EDITORIAL
Last week the Texas Education Agency (TEA) came out with its annual report card for Texas school districts and campuses. It was the first time ever for the annual rankings to be boiled down to one number grade. Rockdale’s was 74. That wasn’t exactly a surprise. When the test scores, on which most of that number grade was based, came out last August every school figured out what that grade would be. Rockdale ISD did and they got it right on the money. The new approach has gotten the nickname “A-F scoring” and it is almost universally despised by Texas school districts. They criticize it on two main fronts:
• How is it possible to distill the hundreds of crucial details which make up the art and science of education into one number?

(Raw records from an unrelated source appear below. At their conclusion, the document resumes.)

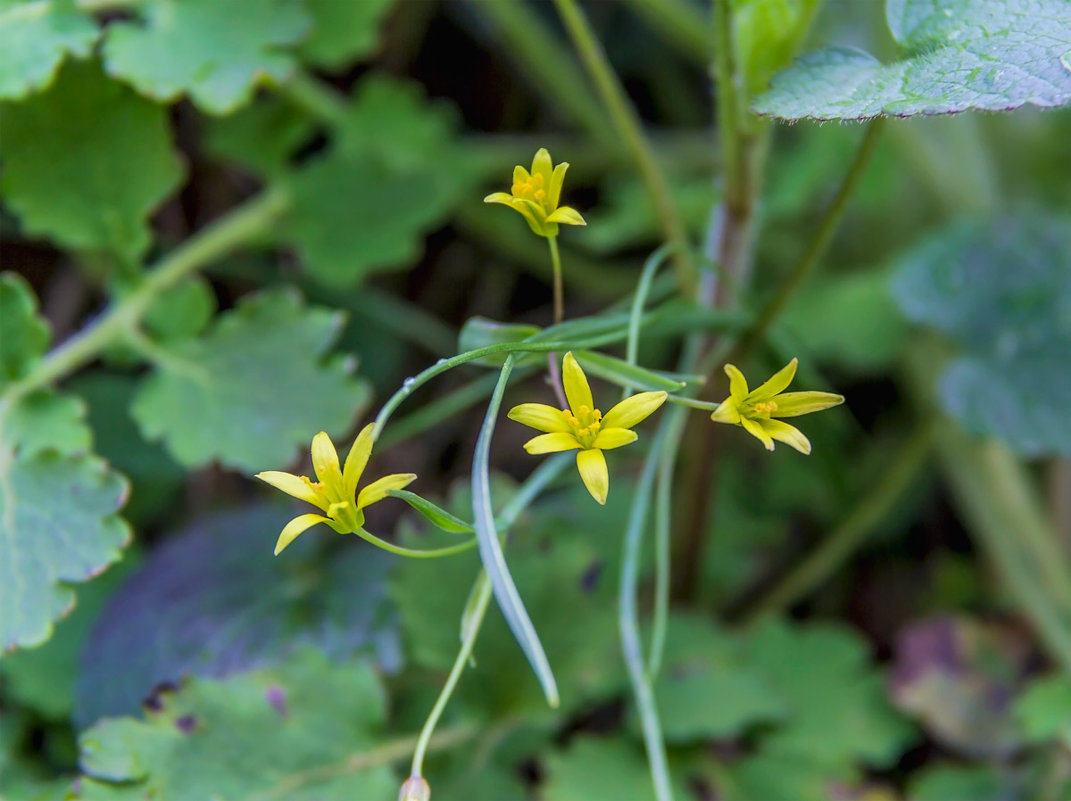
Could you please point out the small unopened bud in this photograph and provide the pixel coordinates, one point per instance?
(415, 789)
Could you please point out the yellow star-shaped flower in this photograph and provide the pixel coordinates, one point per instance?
(536, 195)
(755, 411)
(335, 490)
(582, 426)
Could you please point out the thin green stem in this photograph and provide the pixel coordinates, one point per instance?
(236, 228)
(629, 127)
(819, 242)
(873, 508)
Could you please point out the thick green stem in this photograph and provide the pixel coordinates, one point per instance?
(631, 131)
(225, 235)
(872, 509)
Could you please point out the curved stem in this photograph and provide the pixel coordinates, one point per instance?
(629, 127)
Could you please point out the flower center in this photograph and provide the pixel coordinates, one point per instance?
(585, 424)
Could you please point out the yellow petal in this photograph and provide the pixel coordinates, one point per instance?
(787, 434)
(738, 384)
(611, 438)
(577, 390)
(540, 417)
(325, 459)
(357, 459)
(592, 467)
(566, 215)
(777, 382)
(291, 485)
(542, 166)
(753, 427)
(633, 409)
(377, 489)
(794, 404)
(726, 411)
(295, 527)
(552, 443)
(557, 178)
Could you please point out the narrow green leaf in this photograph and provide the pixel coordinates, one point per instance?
(491, 549)
(436, 515)
(619, 372)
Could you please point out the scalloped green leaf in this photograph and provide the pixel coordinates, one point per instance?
(278, 733)
(216, 53)
(107, 148)
(1000, 289)
(343, 31)
(958, 55)
(256, 386)
(34, 39)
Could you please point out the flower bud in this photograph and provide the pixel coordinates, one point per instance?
(415, 789)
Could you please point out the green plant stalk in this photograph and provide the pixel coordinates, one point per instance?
(630, 625)
(547, 63)
(631, 131)
(238, 227)
(682, 25)
(824, 560)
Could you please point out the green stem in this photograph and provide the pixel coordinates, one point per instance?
(547, 63)
(225, 235)
(819, 242)
(873, 508)
(629, 129)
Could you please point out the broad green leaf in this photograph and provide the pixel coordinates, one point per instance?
(213, 601)
(87, 162)
(436, 515)
(836, 708)
(956, 55)
(24, 335)
(1044, 710)
(705, 691)
(1000, 289)
(257, 384)
(394, 174)
(215, 53)
(343, 31)
(34, 39)
(58, 525)
(278, 733)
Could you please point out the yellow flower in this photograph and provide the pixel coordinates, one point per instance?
(536, 196)
(755, 410)
(335, 490)
(584, 427)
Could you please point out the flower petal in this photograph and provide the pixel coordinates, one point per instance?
(794, 404)
(295, 485)
(566, 215)
(357, 459)
(557, 178)
(726, 411)
(592, 467)
(787, 434)
(577, 390)
(542, 166)
(633, 409)
(777, 382)
(540, 417)
(611, 438)
(325, 459)
(754, 428)
(738, 384)
(377, 489)
(295, 527)
(552, 443)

• Since so much of that grade is based on one grade from one test, how can it measure what the school does in educating its students the other nine months of a school year? Said another way: What do these numbers really measure? And what do they not measure? As to the first concern, the one number-approach sounds a lot like the baseball sabremetrician’s one-number-fits-all statistic shortened to WAR (Wins Above Replacement). (A sabremetrician is someone who worships math the way the guys down at Ed’s Highway Tavern worship the Dallas Cowboys). How is that WAR number determined? Dozens of formulas like this one, which determines the worth of a player based on their tendency to ground into double plays: R_gidp=.44X(GIDP_OPPS_player*GIDP_RATE_ lg-GIDP_player). In other words, we just have to trust them. It’s a parallel number-crunching, formulaic determination used by the TEA to boil down the mountain of statistics compiled by Texas school districts into one number. In other words, we just have to trust them. Virtually all Texas school districts aren’t sure that trust is justified. As to the other reservation—what do these scores not measure?—that question has never been answered better than Thorndale Supt. Adam Ivy did back in August when the initial numbers were released to the districts. Ivy was the perfect person to respond. Thorndale ISD had the highest score in Milam County. Yet he challenged the powers-that-be to explain how one score could measure things like teachers who go the extra mile for their students, those who bond together when tragedy strikes, administrators who stretch every penny, coaches who care and spend hundreds of hours away from their families and students who overcome and succeed. He ended with this: “We are all dealt different hands and we put our resources into making that hand the best it can be. Sometimes circumstances get the best of us, but that never stops us from trying to provide the best education we possibly can.” That’s a 100.—M.B.